5 Literaturverzeichnis

1 Einleitung

„Transfer bedeutet, dass Neues so stimmig wie möglich in die Person integriert wird und zum Umfeld passt, dass es wie selbstverständlich umgesetzt wird.“ Oder einfacher gesagt: „Der beste Transfer ist der, den man selbst nicht merkt“ (Besser, 2001, S.7). Transfer wird hier also als Umsetzung des Gelernten in der Praxis verstanden. Was sich hier aber so einfach und problemlos anhört, ist in Wirklichkeit alles andere als leicht umzusetzen. Wirft man einen Blick auf die monetären Schätzungen, wonach jedes Jahr 100 Milliarden Dollar in Trainingsmaßnahmen gesteckt werden und nur 10 % zu dauerhaften Änderungen im Ar-beitsverhalten der Teilnehmer führen, (Baldwin & Ford, 1988) wird die Wichtigkeit trans-ferförderlicher Maßnahmen klar aufgezeigt. Auch für die meisten Mitarbeiter ist die Teilnahme an Weiterbildungsmaßnahmen nicht nur reiner Zeitvertreib, sondern eine gute Möglichkeit zur persönlichen Fortbildung. Aufgrund dieser beiden Punkten kann man erahnen, dass sowohl von Unternehmer- als auch von Mitarbeiterseite eine effizientere Umsetzung des Gelernten gewünscht wird. Resnick (1998) vergleicht den Lerntransfer mit der Suche nach dem heiligen Gral hinter dem alle her sind. Nach den meisten durchgeführten Trainingsmaßnahmen zeigt er sich oft als trügerische Fiktion und man hat nicht mehr Wissen bzw. Erkenntnisse über eine vernünftige Umsetzung des Gelernten als vor dem Training.

Im Rahmen dieser Arbeit sollen nun konkrete Maßnahmen zur Optimierung des Transfers während und größtenteils nach der eigentlichen Trainingsmaßnahme aufgezeigt werden. Zum Schluss wird eine Studie vorgestellt, die sich explizit mit den Auswirkungen verschie-dener Transferfördermaßnahmen auf die tatsächliche Umsetzung am Arbeitsplatz beschäf­tigt.

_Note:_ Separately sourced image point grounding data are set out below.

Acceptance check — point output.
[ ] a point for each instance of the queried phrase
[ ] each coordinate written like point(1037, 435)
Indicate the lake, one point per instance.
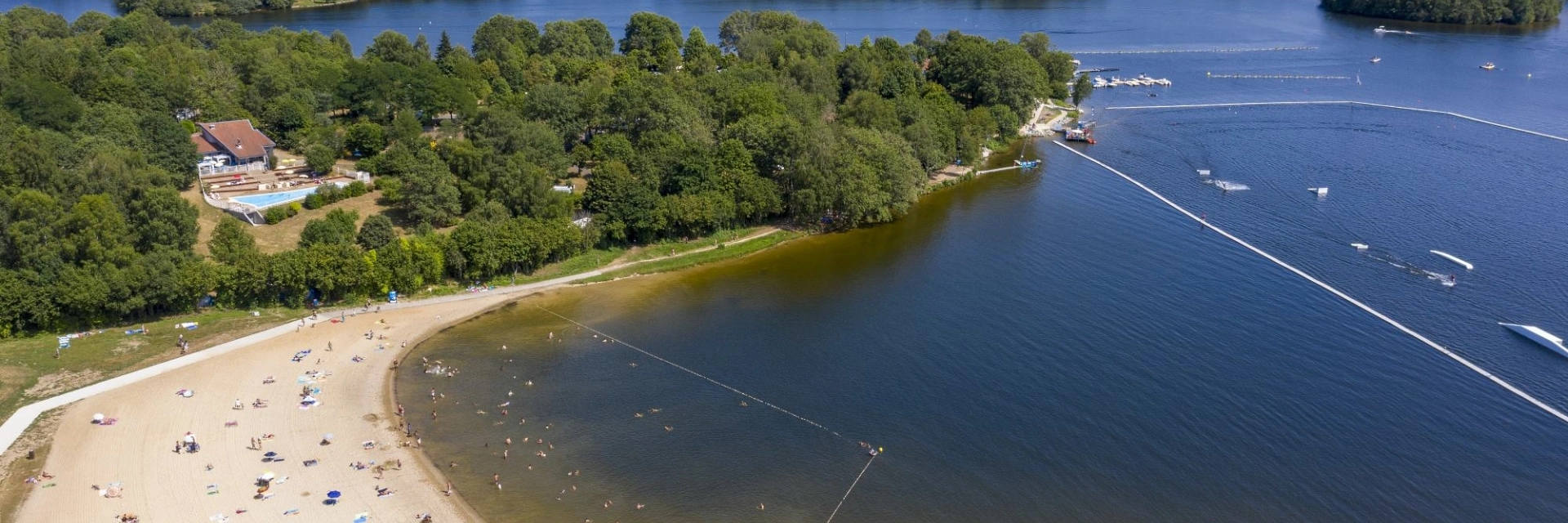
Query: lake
point(1058, 344)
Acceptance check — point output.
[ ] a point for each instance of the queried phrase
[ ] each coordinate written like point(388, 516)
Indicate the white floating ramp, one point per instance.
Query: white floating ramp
point(1455, 260)
point(1537, 335)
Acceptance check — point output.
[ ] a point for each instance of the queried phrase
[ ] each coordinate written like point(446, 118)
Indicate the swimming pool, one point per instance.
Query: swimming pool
point(262, 201)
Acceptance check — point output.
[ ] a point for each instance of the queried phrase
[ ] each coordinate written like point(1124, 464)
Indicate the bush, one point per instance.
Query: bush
point(391, 189)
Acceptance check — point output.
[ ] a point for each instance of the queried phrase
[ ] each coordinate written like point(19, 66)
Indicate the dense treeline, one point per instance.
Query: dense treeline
point(203, 7)
point(675, 136)
point(1452, 11)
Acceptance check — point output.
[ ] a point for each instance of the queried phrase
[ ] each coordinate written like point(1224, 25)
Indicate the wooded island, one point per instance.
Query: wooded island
point(1452, 11)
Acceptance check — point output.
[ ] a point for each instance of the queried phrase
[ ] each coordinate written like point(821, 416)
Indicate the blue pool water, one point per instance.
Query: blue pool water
point(262, 201)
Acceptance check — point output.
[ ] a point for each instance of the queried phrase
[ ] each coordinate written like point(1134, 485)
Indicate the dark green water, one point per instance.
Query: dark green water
point(1056, 344)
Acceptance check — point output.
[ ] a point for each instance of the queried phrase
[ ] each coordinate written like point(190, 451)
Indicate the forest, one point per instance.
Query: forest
point(1452, 11)
point(676, 137)
point(206, 7)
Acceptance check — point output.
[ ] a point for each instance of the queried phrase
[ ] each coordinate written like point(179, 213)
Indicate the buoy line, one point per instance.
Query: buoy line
point(1370, 310)
point(1349, 102)
point(852, 489)
point(693, 373)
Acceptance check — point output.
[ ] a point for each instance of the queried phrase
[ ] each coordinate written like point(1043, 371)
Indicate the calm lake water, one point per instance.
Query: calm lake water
point(1058, 344)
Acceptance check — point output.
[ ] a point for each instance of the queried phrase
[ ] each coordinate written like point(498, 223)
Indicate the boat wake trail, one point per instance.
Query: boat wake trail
point(1227, 186)
point(1332, 289)
point(1399, 262)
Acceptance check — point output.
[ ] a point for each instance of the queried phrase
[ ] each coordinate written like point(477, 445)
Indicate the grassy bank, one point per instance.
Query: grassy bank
point(29, 369)
point(720, 253)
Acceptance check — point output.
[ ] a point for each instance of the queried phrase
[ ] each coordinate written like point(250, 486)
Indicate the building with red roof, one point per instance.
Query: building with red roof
point(235, 141)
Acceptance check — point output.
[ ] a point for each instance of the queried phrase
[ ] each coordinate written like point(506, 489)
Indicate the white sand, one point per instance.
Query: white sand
point(160, 485)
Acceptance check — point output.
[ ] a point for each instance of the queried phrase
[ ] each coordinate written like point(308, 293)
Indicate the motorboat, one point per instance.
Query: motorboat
point(1537, 335)
point(1468, 266)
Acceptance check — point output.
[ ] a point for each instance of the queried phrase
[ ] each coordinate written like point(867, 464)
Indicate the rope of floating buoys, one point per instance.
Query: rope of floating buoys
point(1349, 102)
point(693, 373)
point(852, 487)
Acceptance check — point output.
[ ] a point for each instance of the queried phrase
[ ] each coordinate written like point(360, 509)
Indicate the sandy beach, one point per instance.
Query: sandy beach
point(158, 484)
point(100, 472)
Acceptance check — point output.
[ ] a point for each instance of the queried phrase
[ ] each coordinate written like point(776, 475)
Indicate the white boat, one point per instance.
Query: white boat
point(1455, 260)
point(1537, 335)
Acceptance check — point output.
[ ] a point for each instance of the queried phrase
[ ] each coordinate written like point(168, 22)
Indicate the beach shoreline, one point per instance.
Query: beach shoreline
point(76, 454)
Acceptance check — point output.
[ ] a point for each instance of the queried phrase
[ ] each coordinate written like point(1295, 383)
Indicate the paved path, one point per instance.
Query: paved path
point(24, 417)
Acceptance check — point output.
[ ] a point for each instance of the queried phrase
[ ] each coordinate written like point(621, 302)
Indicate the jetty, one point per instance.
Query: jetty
point(1138, 80)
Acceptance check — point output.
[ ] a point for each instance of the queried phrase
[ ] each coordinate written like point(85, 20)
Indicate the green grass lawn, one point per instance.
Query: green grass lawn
point(702, 258)
point(29, 369)
point(676, 247)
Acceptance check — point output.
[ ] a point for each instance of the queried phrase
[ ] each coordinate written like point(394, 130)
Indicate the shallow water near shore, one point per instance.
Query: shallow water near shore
point(1060, 346)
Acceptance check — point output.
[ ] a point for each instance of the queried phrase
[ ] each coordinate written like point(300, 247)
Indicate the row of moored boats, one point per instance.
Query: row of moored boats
point(1140, 80)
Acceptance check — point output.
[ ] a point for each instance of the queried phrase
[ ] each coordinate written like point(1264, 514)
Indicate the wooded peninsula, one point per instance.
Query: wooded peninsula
point(666, 132)
point(1452, 11)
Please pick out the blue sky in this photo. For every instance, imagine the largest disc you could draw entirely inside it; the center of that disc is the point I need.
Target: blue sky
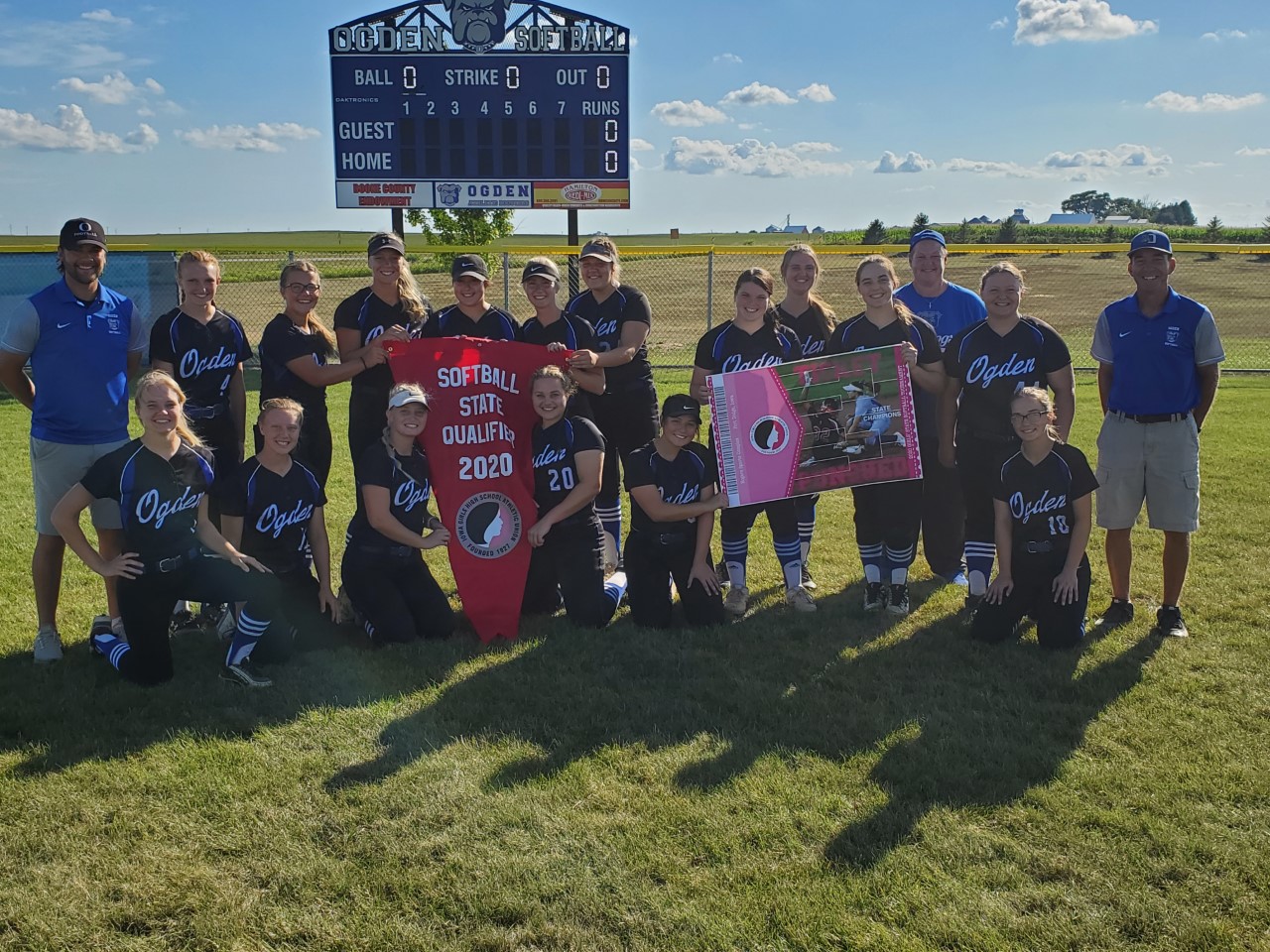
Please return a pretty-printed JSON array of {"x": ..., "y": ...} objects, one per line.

2 Maßnahmen der Transferförderung während und nach der Weiterbildungsmaßnahme

Um die konkreten Maßnahmen zur Optimierung des Transfers besser verstehen zu können, muss als erstes erwähnt werden, dass es grundsätzlich zwei Ansatzpunkte gibt, die bei der Planung entsprechender Trainings berücksichtigt werden sollten. Wo setze ich an und zu welchem Zeitpunkt. Folgende Matrix soll diese beiden Ansatzpunkte verdeutlichen.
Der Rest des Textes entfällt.